Tony Reis: “Estamos sempre afirmando que o teatro é muito importante. É um ato político ir ao teatro”

Genilson Coutinho,
22/07/2024 | 11h07
Tony Reis_Foto_@jendoca

Astral sereno, sorriso no rosto e jeito brincalhão. É assim que o ator baiano Tony Reis vai contando sua história. Depois de tanto tempo de estrada, ele ainda se emociona ao ter a oportunidade de apresentar seu novo espetáculo em Salvador, sob os olhos de familiares e amigos que o viram crescer. 
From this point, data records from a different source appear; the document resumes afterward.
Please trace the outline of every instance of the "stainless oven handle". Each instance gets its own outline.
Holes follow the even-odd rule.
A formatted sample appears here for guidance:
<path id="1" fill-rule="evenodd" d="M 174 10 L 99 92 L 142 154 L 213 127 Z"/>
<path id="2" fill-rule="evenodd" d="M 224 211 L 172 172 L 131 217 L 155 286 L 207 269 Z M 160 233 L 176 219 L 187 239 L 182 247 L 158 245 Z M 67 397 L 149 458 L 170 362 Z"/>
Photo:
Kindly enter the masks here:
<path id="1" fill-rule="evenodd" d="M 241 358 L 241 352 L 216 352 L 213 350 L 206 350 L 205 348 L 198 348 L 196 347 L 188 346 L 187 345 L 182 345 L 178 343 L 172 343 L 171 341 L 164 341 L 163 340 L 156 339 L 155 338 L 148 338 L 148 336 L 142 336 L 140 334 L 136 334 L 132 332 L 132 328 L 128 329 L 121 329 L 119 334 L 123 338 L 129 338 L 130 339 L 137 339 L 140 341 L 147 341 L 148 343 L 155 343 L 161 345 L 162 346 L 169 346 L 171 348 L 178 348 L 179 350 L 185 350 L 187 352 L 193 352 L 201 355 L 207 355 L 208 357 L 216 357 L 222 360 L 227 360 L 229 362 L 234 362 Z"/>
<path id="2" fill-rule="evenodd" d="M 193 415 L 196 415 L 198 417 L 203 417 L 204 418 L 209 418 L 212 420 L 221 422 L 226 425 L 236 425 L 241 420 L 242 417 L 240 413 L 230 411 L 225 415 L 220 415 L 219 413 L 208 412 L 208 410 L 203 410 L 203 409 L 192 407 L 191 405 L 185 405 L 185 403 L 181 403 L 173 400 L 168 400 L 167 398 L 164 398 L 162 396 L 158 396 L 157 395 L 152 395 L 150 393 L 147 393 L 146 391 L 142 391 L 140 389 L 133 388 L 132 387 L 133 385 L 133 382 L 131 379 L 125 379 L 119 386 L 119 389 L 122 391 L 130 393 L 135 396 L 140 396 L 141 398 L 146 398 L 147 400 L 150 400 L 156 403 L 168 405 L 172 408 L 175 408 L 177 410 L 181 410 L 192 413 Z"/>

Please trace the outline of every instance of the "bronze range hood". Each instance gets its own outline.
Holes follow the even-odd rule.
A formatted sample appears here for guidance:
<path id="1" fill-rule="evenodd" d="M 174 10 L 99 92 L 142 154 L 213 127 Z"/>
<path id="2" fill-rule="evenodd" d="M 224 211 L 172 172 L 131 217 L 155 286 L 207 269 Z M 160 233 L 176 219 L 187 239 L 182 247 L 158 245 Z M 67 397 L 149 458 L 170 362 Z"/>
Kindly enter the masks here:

Artista da periferia de Salvador, Tony é uma das figuras mais presentes no Teatro Oficina, um dos principais de São Paulo. Mas se engana quem pensa que o destino reservou uma estrada sem buracos e desvios ao longo dessa história. Em um clássico caso de “era pra ser”, o ator tinha uma veia artística pulsante. “Nunca foi sorte, sempre foi macumba. A gente sempre se prepara espiritualmente para tudo, né”, diz em tom brincalhão.

Ele se aventurou pela publicidade, gravou comerciais – gostava, mas ainda não era o que queria. “Eu quero entender mais o que é essa arte de interpretar. Eu fazia muitos comerciais, e isso me despertou a vontade de procurar um curso de teatro”, comenta.

Por pura sorte, por macumba ou por obra do destino, quando o elenco e produção de Malhação estavam em Salvador para gravar, Tony Reis, já conhecido pelos comerciais, foi convidado para dar uma pontinha na novela. Depois disso, tudo mudou: ele descobriu de vez qual era sua vocação. 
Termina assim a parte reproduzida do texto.